Dans quelques instants, s’offrira à vos yeux un aperçu historique impressionnant de la paroisse de Saint-Antoine-de-Padoue et de sa cocathédrale. Pour plusieurs d’entre vous, ce sera un contact renouvelé avec les racines à la fois profondes et bien vivantes du paysage longueuillois quotidien. Pour d’autres, ce sera l’invitation à venir faire un tour et qui sait, à ne plus cesser d’y revenir.

Le Père Millet, missionnaire jésuite, en signant son premier acte au régistre de la paroisse de Saint-Antoine en 1698, aurait-il pu songer voir sourdre sur les bords du grand fleuve la quatrième ville en importance de ce que deviendra sa Nouvelle-France? À titre de vingt-deuxième curé de ladite paroisse, lorsque je signe à mon tour des actes registraires, je suis toujours impressionné par la force, la fidélité et la qualité de la foi et de sa transmission chez les gens de chez nous.

En ce sens, comme le souligne l’auteur de cet ouvrage, Robert Gauthier, le parcours de ce volume nous amène tout naturellement à vouloir compléter la lecture dans l’église cocathédrale, là où depuis maintenant plus d’un siècle, tout se célèbre, se prie et s’offre. Je remercie donc la Société historique du Marigot, les Éditions du Marigot, leurs administratrices et administrateurs, d’avoir laisser naître l’idée de cet ouvrage.
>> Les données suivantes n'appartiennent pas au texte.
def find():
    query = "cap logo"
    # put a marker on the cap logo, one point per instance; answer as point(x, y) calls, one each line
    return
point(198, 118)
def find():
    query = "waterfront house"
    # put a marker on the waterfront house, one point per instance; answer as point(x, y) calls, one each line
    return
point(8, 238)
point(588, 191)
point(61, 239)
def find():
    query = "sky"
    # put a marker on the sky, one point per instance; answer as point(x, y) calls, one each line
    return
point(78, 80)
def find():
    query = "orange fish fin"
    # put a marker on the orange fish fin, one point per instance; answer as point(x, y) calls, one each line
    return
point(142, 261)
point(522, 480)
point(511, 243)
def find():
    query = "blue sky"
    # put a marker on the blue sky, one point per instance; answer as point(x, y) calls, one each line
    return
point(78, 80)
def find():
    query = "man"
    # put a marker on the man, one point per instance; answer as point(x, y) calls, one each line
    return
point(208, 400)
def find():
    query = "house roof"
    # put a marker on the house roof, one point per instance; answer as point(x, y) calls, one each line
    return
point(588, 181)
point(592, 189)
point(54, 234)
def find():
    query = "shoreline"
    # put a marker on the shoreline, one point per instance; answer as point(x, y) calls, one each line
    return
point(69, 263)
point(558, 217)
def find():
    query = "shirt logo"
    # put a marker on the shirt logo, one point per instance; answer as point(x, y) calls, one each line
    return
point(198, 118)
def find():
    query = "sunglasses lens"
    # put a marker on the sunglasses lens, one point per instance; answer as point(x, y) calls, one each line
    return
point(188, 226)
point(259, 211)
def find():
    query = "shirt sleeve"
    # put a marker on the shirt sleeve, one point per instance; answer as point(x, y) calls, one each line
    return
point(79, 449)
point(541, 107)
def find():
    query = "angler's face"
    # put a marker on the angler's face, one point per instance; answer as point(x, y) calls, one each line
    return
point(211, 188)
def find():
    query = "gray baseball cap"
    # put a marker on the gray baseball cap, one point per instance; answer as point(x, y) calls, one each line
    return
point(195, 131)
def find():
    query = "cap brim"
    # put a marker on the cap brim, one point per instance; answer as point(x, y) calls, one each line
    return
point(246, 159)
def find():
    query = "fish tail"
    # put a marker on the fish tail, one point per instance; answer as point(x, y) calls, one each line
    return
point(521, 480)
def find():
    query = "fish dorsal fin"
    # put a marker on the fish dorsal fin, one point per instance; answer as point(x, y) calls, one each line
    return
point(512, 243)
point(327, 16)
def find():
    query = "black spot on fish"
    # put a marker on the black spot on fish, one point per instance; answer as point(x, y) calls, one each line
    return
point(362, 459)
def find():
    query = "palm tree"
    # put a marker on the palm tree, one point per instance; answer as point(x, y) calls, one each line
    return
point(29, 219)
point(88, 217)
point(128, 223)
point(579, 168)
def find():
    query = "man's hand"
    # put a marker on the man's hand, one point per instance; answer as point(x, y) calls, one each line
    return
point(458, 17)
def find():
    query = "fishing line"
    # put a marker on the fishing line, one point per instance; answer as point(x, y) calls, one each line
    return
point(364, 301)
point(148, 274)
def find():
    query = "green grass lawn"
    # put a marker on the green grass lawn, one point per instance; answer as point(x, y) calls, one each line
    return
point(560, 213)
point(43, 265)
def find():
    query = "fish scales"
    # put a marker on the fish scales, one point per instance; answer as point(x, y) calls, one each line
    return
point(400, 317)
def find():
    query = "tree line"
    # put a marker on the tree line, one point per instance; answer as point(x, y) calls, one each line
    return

En remerciant l’auteur Robert Gauthier, je songe également à ceux et celles qui ont, par leur travail concerté, réalisé le projet. Merci aux instances gouvernementales qui, par leur implication, offrent à la communauté une dimension irremplaçable de son identité.

La Fabrique de la paroisse cocathédrale de Saint-Antoine-de-Padoue poursuit la mission qui lui est confiée : par l’annonce de l’Évangile et la célébration de son Seigneur, puisse notre Histoire nous faire réaliser combien le Royaume de Dieu est déjà chez nous comme un héritage à développer.